A state audit released Thursday reveals a discrepancy of more than $100 million and raises major questions about the reliability of the Massachusetts Bay Transportation Authority’s automated fare collection system. The audit covered five years, from 2006 to 2011. During that time, the MBTA's automated fare collection system recorded more than $225 million. But the actual fare box cash receipts deposited were just $123 million.
"What we're finding is that the machines are not accurately recording the amount of money being taken in," says state auditor Suzanne Bump.
Bump says they have no evidence that money was stolen, but no assurance that it hasn’t been. They just don’t know.
Since 2005, the T’s automated fare collection system has not been able to properly record the intake of cash or communicate electronically with the MBTA central accounting system. Fare box collections have therefore been manually counted and cannot be reconciled with any of the system’s revenue reports.
"What it means is the technology that should be able to be relied upon, and was purchased at a great cost, still doesn't work properly," says Bump.
In addition, the money collected in fare boxes was not tracked when removed from buses and trolleys, and the MBTA lost 12 keys that open the cash boxes.
In an statement, the MBTA said, "The MBTA is confident than [sic] all cash is handled appropriately and in a secure manner. The issues identified in the audit report reflect software integration issues in the fare collection system – not a loss of revenue." The MBTA also stated that while integrating the processing of Charlie Card and cash fares after the card's 2006 introduction "has proved more complicated than originally thought," they are "confident in the data from the cash processing system."
The audit comes at a time that the T is under fire for its deficit and recent fare increases. Auditor Bump is calling on the MBTA to immediately correct the software and hardware problems.
The following is the complete statement released by the MBTA:
The MBTA is confident than all cash is handled appropriately and in a secure manner. The issues identified in the audit report reflect software integration issues in the
All cash collected on MBTA bus and light rail vehicles is securely transferred from on-board fare boxes to the MBTA’s revenue department. At all points in the process, cash handling is performed securely using a key card access controlled system and under constant video surveillance. While reconciliation is made more difficult by the software and business process issues, all revenue is being securely collected, counted and deposited.

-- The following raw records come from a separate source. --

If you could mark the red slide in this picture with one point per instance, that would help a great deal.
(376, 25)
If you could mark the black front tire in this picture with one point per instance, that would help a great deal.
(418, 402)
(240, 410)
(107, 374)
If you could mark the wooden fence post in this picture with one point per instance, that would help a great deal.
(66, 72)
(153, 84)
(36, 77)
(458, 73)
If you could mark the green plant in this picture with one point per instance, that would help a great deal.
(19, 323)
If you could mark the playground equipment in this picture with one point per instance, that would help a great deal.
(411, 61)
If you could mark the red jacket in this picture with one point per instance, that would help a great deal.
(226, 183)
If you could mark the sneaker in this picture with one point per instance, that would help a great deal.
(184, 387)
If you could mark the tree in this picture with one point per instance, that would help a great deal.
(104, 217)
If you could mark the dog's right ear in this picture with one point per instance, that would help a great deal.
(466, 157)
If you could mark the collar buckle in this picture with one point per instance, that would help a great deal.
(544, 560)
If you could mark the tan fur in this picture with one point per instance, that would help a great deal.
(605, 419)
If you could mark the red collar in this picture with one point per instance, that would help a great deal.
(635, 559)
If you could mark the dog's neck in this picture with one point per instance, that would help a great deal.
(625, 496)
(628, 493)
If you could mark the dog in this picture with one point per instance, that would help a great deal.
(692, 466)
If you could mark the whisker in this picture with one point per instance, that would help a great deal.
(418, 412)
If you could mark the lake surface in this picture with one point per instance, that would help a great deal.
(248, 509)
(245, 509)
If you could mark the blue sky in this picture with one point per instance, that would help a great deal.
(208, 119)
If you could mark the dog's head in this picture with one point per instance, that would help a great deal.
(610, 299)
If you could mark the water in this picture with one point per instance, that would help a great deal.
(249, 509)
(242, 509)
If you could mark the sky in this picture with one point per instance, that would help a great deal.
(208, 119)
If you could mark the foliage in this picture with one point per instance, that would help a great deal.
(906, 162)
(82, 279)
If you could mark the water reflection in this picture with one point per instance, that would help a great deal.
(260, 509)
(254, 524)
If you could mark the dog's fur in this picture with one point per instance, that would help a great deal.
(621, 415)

The MBTA uses an industry leading software system for cash processing. The MBTA is confident that cash counts in this system correctly reflect fare box deposits. Upon the implementation of the CharlieCard fare collection system in 2006, the plan was to reconcile cash processing counts to the fare collection system. This integration has proved more complicated than originally thought. The MBTA is confident in the data from the cash processing system.
The MBTA has undertaken a reorganization of its Automated Fare Collection program in recent months. As the automated fare collection project implementation is completed, this reorganization ensures all fare collection roles and responsibilities have be realigned within the organization.